殺戮都市~バベル~

俺に復讐しようと襲い掛かって来た時の威勢はどこに行ったのやら。


まあ、そもそもが以前戦った時、俺は日本刀が折れていて、半分のレベルになっていた状態で勝ってるからな。


あれからどれだけ強くなっても、俺は負けないという自信があった。


「……明ちゃん、俺、今8ブロックにいるんだけど、そこに連合軍のリーダーが来てさ、明ちゃんに会いたいって言ってんだよ。待ってるから来てくれよ。
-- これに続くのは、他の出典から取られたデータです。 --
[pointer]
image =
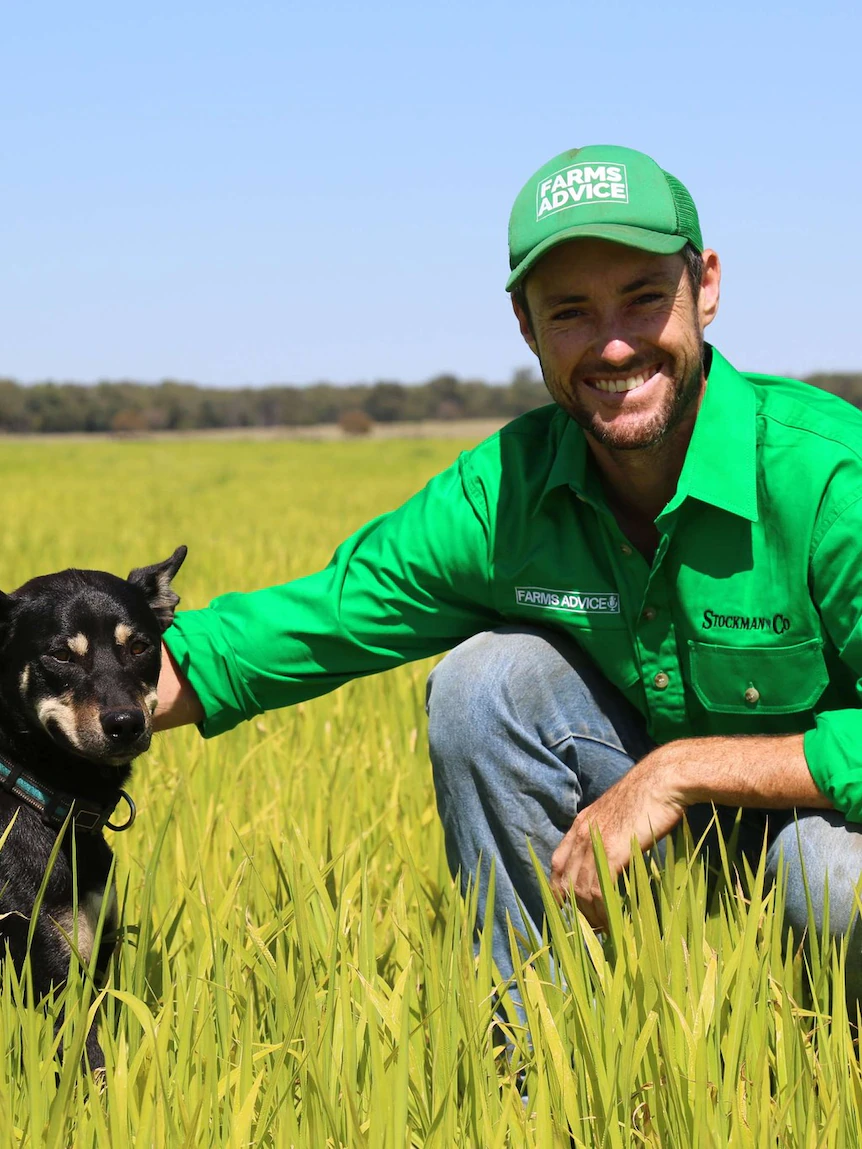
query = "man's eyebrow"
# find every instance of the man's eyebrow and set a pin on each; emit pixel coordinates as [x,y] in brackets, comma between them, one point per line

絶対だぞ」


それにしてもこいつ……四強の一人をナンパするとか、凄い根性してるよな。


相手が狩野だと知らずに声を掛けたんだろうけど。


狩野もあんな性格だし、ナンパだと気付かなかったんだろうな。


「よーし、もうこいつは用済みだな。テメェの股にぶら下がってるきたねぇ物を……」


「内藤……黙れ!」


何が何でも実行しようとする内藤さんを、恵梨香さん一言で本当に黙らせた。


シュンとして、その場で屈んで地面に指で「の」の字を書く内藤さん。


さ、寂しげだ。


「だが、今のが嘘だとわかったら、お前を殺すからな。襲って来たやつを生かしておく理由などない」


冷たく、工藤を見下ろして、恵梨香さんはそう言い放った。


そして……しばらく時間が経ち、恵梨香さんのPBMに反応が現れた。